A cardiac team led by Basel Ramlawi, MD, chief of cardiothoracic surgery at Main Line Health, conducted the procedure in May as part of the JenaValve ALIGN-AR trial using an experimental Trilogy™ heart valve system. The trial is the first use of a valve designed to treat aortic regurgitation through a minimally invasive procedure called transcatheter aortic valve replacement (TAVR).

Lankenau Medical Center has used TAVR to treat patients with aortic stenosis for over 10 years and was one of the first U.S. medical centers selected to offer it after the FDA approved the treatment option.

Aortic regurgitation is a condition where the aortic valve does not close tightly and allows blood to leak back into the heart’s main pumping chamber. The leakage may prevent the heart from operating efficiently to deliver blood to the rest of the body. Symptoms may include fatigue and shortness of breath and tend to develop gradually over months or years. The ALIGN-AR trial is for patients with symptomatic, severe aortic regurgitation who are at high risk for open surgery.
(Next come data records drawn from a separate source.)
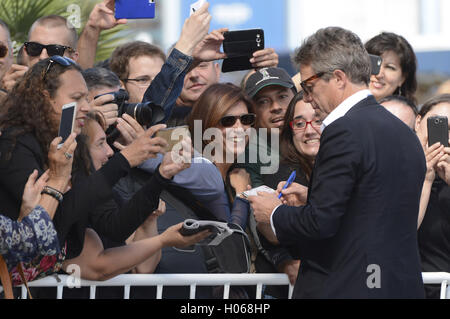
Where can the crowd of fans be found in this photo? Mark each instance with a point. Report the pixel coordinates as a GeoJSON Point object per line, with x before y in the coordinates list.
{"type": "Point", "coordinates": [95, 202]}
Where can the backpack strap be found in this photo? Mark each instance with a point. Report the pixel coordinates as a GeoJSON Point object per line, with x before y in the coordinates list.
{"type": "Point", "coordinates": [6, 279]}
{"type": "Point", "coordinates": [24, 280]}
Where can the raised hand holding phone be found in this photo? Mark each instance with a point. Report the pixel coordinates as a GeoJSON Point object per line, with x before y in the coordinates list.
{"type": "Point", "coordinates": [196, 6]}
{"type": "Point", "coordinates": [67, 121]}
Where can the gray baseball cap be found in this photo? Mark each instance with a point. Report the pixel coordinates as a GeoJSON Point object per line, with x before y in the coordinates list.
{"type": "Point", "coordinates": [266, 77]}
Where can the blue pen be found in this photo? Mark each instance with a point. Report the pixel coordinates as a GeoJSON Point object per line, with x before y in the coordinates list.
{"type": "Point", "coordinates": [288, 183]}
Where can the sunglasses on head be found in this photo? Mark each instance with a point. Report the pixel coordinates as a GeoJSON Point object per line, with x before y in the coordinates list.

The trial, among other Lankenau innovations, allows the Lankenau heart team to offer treatment strategies for complex valve disease in a patient-tailored approach.

“We seek to treat our patients with the most effective, minimally invasive therapies available for their specific condition,” said Ramlawi, who also is co-director of the Lankenau Heart Institute and a professor for Lankenau Institute for Medical Research, which is Main Line Health’s research division and oversees clinical trials. “We bring unique and distinct capabilities to this effort, with a decade of experience treating patients suffering from aortic stenosis using TAVR.”

Lankenau heart surgeons are national leaders in teaching minimally invasive and catheter-based valve procedures. Lankenau has performed more than 2,100 TAVR procedures for various conditions since 2012, including more than 300 in 2022. It is among the top 10% of highest performing TAVR centers in the nation.

The JenaValve Trilogy™ has been approved for commercial use in Europe but is not approved in the United States and is currently being investigated in the ALIGN-AR trial.

Lankenau continues to be a national leader in minimally invasive heart surgery. It performs the highest percentage of robotically assisted coronary bypass procedures in the country. It also is a leader in mitral valve repair using the MitraClipTM, a minimally invasive treatment for mitral valve regurgitation. The cardiac team performed its 300th MitraClip procedure last year.

This document uses words such as treatment, minimally invasive, and patient. Please remember the JenaValve ALIGN-AR is a research study and the use of these terms does not mean the use of the device has been found to be safe or effective for your condition.